Sejarah 「Gambling platform」Croissant, Benarkah dari Perancis?

  • 时间:
  • 浏览:0

ZaGambling platformng menjual Gambling platformkaiser roll Gambling platformdan kipfel, yang mana kipfel memiliki bentuk bulan sabit dan dianggap menjadi nenek moyang croissant.

Teksturnya yang renyah membuat croissant cocok menjadi pendamping teh atau kopi hangat. Saat ini, croissant bisa dijumpai di toko roti atau kafe dengan kreasi isian yang beraneka macam.

Keahlian Zang dalam memasarkan roti yang dijualnya dengan memasang iklan di surat kabar. Membuat banyak masyarakat Paris berbondong-bondong untuk mencicipi roti khas Vienna.

Menurut seorang jurnalis Perancis di abad ke-19, Hervé de Kerohant meyakini sudah ada selusin toko roti yang menjual roti khas Vienna di Paris.

KOMPAS.com - Croissant merupakan salah satu pastry yang memiliki tekstur yang renyah dan rasa yang gurih.

Baca juga: Resep Croissant Mini Isi Cokelat, Camilan untuk Akhir Pekan

Dilansir dari Smithsonian Magazine, croissant baru populer di Perancis pada abad ke-19. Bermula dari dibukanya sebuah toko roti milik seorang pengusaha asal Austria bernama August Zang pada tahun 1838.

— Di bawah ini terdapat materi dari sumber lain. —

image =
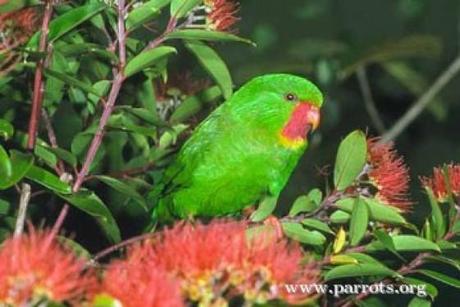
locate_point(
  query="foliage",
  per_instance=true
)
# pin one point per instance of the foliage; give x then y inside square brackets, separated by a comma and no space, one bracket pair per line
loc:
[116,104]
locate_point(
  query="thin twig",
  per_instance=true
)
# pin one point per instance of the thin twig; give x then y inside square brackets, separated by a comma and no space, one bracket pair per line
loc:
[37,99]
[22,213]
[421,103]
[369,101]
[53,140]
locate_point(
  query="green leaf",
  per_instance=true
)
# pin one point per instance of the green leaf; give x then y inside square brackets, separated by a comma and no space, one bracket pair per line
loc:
[317,224]
[404,243]
[125,189]
[302,204]
[144,13]
[71,81]
[340,217]
[297,232]
[377,211]
[64,155]
[206,35]
[6,168]
[19,163]
[358,222]
[437,219]
[4,207]
[193,104]
[181,8]
[431,290]
[48,180]
[350,160]
[68,21]
[266,207]
[419,302]
[90,203]
[441,277]
[147,58]
[358,270]
[6,129]
[214,65]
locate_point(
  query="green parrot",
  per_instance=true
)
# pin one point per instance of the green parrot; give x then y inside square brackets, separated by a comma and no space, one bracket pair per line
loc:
[243,152]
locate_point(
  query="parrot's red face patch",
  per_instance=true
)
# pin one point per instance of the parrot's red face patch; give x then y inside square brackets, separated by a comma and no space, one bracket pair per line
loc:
[304,118]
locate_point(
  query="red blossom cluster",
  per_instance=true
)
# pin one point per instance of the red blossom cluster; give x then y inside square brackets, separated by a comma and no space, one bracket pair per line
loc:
[15,29]
[441,180]
[221,14]
[388,174]
[36,266]
[212,263]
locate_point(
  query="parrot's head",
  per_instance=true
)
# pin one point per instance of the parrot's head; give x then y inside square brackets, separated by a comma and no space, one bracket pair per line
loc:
[286,105]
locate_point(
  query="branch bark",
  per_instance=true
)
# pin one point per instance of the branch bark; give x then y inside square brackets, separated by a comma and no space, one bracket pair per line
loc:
[37,99]
[421,103]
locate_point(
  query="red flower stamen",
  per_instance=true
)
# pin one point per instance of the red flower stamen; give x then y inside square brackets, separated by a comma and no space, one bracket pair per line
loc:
[437,183]
[35,265]
[388,173]
[221,14]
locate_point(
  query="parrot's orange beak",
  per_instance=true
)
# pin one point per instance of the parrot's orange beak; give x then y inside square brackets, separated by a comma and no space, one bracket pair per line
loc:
[313,117]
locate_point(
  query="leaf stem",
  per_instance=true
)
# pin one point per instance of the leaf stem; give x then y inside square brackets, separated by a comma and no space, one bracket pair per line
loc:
[37,99]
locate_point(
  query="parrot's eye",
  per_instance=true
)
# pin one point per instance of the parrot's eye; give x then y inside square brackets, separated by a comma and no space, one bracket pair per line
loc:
[291,97]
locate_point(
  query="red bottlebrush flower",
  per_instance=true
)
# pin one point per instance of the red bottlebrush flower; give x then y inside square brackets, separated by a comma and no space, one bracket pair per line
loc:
[15,29]
[137,281]
[34,266]
[388,173]
[221,14]
[217,262]
[438,183]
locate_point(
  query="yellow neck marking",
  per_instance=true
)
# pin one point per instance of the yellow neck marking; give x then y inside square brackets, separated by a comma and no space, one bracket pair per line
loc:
[291,143]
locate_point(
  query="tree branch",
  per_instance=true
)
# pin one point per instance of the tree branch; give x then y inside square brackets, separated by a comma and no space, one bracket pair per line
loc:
[37,99]
[421,103]
[22,213]
[369,101]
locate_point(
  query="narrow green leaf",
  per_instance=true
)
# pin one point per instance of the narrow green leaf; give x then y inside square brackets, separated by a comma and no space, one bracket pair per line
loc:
[64,155]
[266,207]
[48,180]
[146,59]
[125,189]
[419,302]
[431,290]
[351,157]
[69,21]
[358,270]
[302,204]
[6,168]
[71,81]
[441,277]
[144,13]
[358,222]
[296,232]
[437,218]
[20,164]
[6,129]
[4,207]
[403,243]
[90,203]
[340,217]
[206,35]
[377,211]
[317,224]
[181,8]
[215,66]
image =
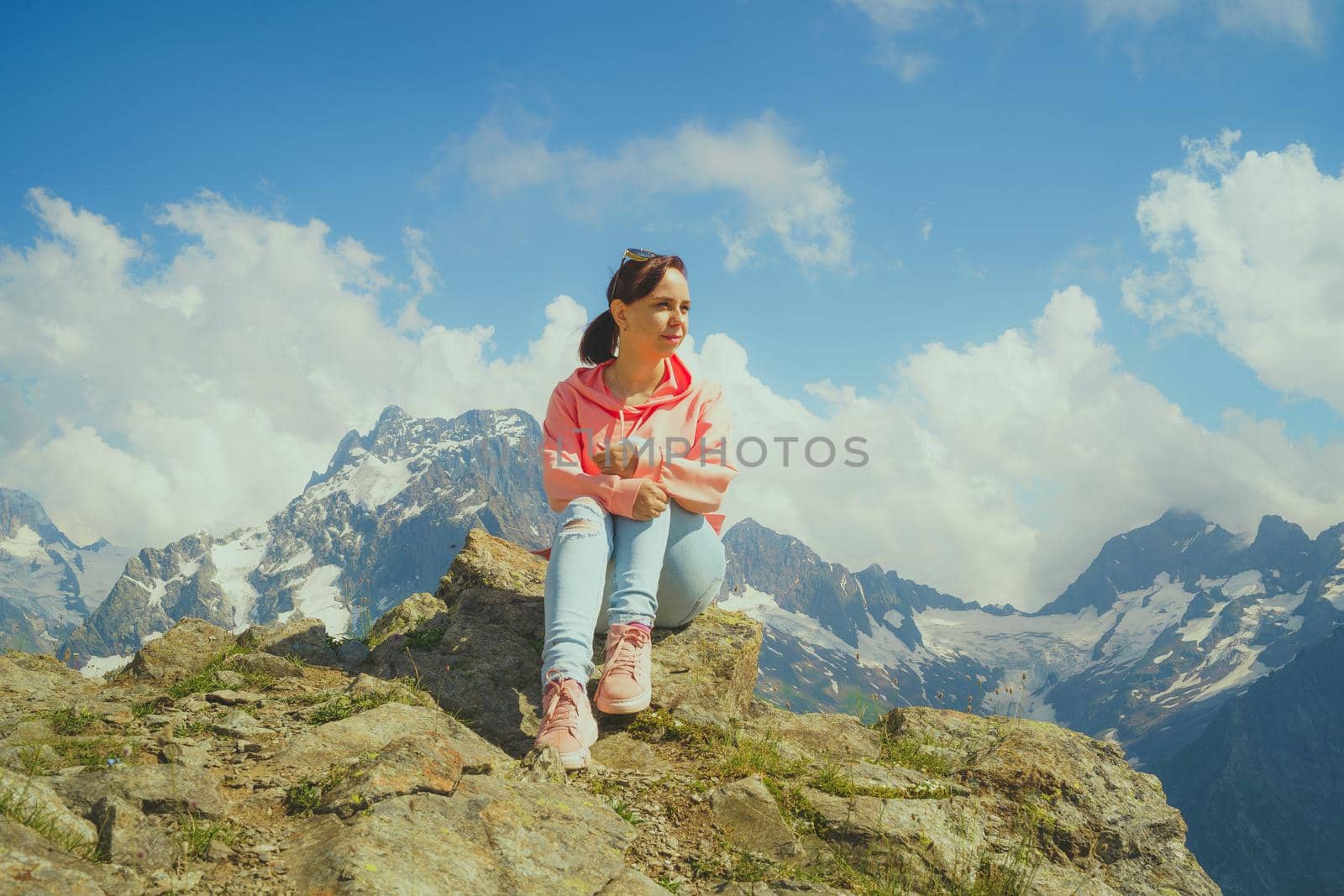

Croissant terus menggemparkan dunia, sebuah perusahaan roti bernama Sara Lee memperkenalkan adonan beku siap pakai croissant ke Amerika.

Hanya bertahan beberapa tahun saja, Zang kemudian pulang ke kampung halaman dan mendirikan sebuah media. Namun, warga Paris tidak melupakan kelezatan kue buatan Zang.

Dapatkan informasi, inspirasi dan insight di email kamu.

Daftarkan email

Banyak masyarakat Perancis yang mengkreasikan adonan membuat croissant sendiri. Dalam beberapa dekade, croissant sudah menjadi makanan pokok masyarakat Perancis di pagi hari.

Baca juga: Apa Itu Pastry? Kue Kering ala Perancis dengan 5 Jenis Adonan

Dok. Pexels/Abdulrhman Elkady

Ilustrasi croissant yang renyah.

Mengulik sejarah croissant, apakah benar berasal dari Perancis? Selengkapnya, berikut asal usul croissant yang bisa kamu simak berikut ini.